L’ EUR/CHF n’a pas dit son dernier mot

Publié le 17 November 2023 Temps de lecture < 19 min.

J’espère qu’aucun d’entre nous n’a été contraint d’apprendre à nager cette semaine. Les ballades au bord de l’Arve sont suspendues, tout comme la hausse de l’EUR/CHF vers la parité.

Bonjour à tous,

Le franc suisse contre l’euro,

n’a pas dit son dernier mot.

Les pips du franc suisse tombent des taux

Comme les feuilles mais bientôt,

Viendront la neige et les cadeaux :

Le black Friday, et de sitôt,

10000 francs suisses à gagner tantôt.

En suivant nos réseaux sociaux

Le dollar, lui s’efface face l’euro et a perdu mercredi 140 pips en quelques heures face au franc suisse, laissant la paire USD/CHF dans une fourchette de taux de change moyen proche de celle de l’été.

Bien que nous soyons désormais loin des sommets atteints pendant le mois d’octobre, la Banque Nationale Suisse n’a pas l’intention à court terme de ramener les taux de change de l’EUR/CHF vers la parité.

Le corridor cible la BNS compris depuis des mois sous les deux pourcents d’augmentation des coûts de la vie, se maintient. Et celle-ci demeure vigilante face à l’inflation selon les analystes de Kommerzbank. Des économistes çà et là restent partagés entre l’euphorie d’une inflation désormais maitrisée outre atlantique, et les déclarations de quelques spécialistes qui affirment que la planète finance n’a jamais été aussi proche d’une nouvelle crise financière. Majeure d’après quelques-uns d’entre eux.

Euphorie raisonnable

Pour l’heure, ce n’est pas l’impression que donnent les bourses qui flambent vers leurs records, (elles sont à mi-chemin), les investisseurs renouant avec le risque, et la certitude que la FED commencera la décrue de ses taux d’intérêts dès l’année prochaine, comme l’Arve, notre rivière locale cette fin de semaine.

L’indice des prix à la consommation qui était attendu plus haut aux Etats Unis n’a progressé que de 3,3% pour l’ensemble de cette année, et l’inflation core est également fixée sous les attentes à 4% en rythme annuel, en baisse par rapport à l’été et à contrario de toutes les prévisions.

Evolution du taux de change de l’EUR/CHF

Les taux d’intérêts en Suisse ne font plus le taux du franc suisse.

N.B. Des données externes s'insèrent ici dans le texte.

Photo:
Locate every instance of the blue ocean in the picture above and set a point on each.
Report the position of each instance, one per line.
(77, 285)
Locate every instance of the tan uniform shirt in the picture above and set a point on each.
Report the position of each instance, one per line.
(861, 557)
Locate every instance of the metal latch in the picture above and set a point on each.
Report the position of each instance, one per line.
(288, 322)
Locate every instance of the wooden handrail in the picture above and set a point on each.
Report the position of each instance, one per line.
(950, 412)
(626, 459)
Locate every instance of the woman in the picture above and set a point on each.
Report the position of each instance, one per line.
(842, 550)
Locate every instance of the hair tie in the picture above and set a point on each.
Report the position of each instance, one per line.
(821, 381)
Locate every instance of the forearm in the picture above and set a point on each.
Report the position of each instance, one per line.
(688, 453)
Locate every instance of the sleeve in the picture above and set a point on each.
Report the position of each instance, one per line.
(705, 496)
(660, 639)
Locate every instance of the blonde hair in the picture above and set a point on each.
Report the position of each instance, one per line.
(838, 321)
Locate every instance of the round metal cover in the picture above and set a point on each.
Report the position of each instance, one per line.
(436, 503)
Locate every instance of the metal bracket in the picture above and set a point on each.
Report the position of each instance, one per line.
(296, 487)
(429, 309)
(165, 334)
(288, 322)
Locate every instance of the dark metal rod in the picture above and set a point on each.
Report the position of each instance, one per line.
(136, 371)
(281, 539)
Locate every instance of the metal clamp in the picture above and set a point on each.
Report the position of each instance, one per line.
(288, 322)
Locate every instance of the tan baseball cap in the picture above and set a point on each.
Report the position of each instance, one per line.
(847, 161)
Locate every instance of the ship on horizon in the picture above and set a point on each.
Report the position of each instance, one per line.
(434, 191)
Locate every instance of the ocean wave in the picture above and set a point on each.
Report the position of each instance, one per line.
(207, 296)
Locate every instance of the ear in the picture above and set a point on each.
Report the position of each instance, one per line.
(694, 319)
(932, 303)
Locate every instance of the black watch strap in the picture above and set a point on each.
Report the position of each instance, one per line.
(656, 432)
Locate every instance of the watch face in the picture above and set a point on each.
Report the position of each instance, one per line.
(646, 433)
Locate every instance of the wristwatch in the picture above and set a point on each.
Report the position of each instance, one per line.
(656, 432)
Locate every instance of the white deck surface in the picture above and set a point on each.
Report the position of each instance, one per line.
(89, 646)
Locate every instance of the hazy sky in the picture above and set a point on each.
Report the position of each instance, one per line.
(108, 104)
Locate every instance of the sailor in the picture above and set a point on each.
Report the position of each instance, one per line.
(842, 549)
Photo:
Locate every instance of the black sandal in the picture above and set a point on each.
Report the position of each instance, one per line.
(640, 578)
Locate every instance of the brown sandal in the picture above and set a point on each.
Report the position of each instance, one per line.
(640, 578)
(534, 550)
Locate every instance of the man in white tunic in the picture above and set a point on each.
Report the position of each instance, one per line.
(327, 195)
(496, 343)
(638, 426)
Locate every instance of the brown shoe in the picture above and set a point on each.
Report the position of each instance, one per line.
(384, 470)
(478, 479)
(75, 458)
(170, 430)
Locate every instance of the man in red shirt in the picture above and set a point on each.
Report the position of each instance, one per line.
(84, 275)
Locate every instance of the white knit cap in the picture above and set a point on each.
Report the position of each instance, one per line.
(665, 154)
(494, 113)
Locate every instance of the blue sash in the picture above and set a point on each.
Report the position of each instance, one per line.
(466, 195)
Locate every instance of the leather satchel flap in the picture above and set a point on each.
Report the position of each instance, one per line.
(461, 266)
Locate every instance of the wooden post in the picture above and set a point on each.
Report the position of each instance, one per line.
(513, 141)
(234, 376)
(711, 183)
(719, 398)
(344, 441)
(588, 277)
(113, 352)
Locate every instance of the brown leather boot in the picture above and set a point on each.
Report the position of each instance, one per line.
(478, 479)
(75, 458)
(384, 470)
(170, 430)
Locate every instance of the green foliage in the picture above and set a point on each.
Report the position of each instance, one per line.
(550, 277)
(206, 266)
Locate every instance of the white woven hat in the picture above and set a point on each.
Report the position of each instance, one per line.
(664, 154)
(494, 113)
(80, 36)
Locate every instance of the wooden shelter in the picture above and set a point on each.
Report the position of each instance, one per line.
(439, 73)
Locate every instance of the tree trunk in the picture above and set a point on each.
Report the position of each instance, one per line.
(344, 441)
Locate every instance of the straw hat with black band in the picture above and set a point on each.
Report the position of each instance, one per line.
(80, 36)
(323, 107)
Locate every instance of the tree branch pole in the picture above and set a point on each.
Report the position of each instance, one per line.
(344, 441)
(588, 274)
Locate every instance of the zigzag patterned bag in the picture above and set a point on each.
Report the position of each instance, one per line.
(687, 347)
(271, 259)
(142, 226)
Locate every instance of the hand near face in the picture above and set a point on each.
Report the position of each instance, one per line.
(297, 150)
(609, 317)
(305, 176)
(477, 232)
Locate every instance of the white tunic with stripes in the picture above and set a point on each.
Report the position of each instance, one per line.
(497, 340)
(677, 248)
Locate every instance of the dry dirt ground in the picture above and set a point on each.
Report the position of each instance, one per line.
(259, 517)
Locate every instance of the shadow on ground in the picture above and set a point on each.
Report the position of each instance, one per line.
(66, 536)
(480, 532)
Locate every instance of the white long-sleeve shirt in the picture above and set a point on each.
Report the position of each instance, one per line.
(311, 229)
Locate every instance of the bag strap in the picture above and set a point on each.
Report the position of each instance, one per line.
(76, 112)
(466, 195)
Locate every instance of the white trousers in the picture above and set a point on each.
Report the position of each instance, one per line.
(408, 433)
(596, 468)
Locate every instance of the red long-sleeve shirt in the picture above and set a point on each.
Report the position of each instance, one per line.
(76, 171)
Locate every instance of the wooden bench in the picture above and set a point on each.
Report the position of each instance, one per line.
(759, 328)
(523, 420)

Toujours selon Kommerzbank, il n’est pas nécessaire dans l’immédiat pour la banque Nationale Suisse de rehausser ses taux d’intérêt directeurs. Les macro-économistes de la banque prévoient même une baisse de l’inflation en 2024. Le taux d’intérêt à 1.75% serait même à son sommet d’après ces derniers. Mais ils n’excluent pas un nouveau pic d’inflation donnant lieu à de nouveaux tours de vis monétaires.

C’est aussi l’avis de Monsieur Jordan, le président de la Banque Nationale Suisse, pour qui la BNS reste sur ses gardes. A travers son discours « hawkish » du mois de septembre, il évoque une possible intervention de la BNS en cas de retournement de cette conjoncture prometteuse. Lors de la réunion du mois de septembre, il avait été décidé de maintenir les taux à leur niveau actuel de 1,75%. Il l’a confirmé en octobre, et a déclaré vouloir un franc suisse fort, dans le but de ne pas risquer de perdre les acquis durement gagnés face à l’inflation. Même si le taux d’inflation actuel se maintient dans des proportions encourageantes.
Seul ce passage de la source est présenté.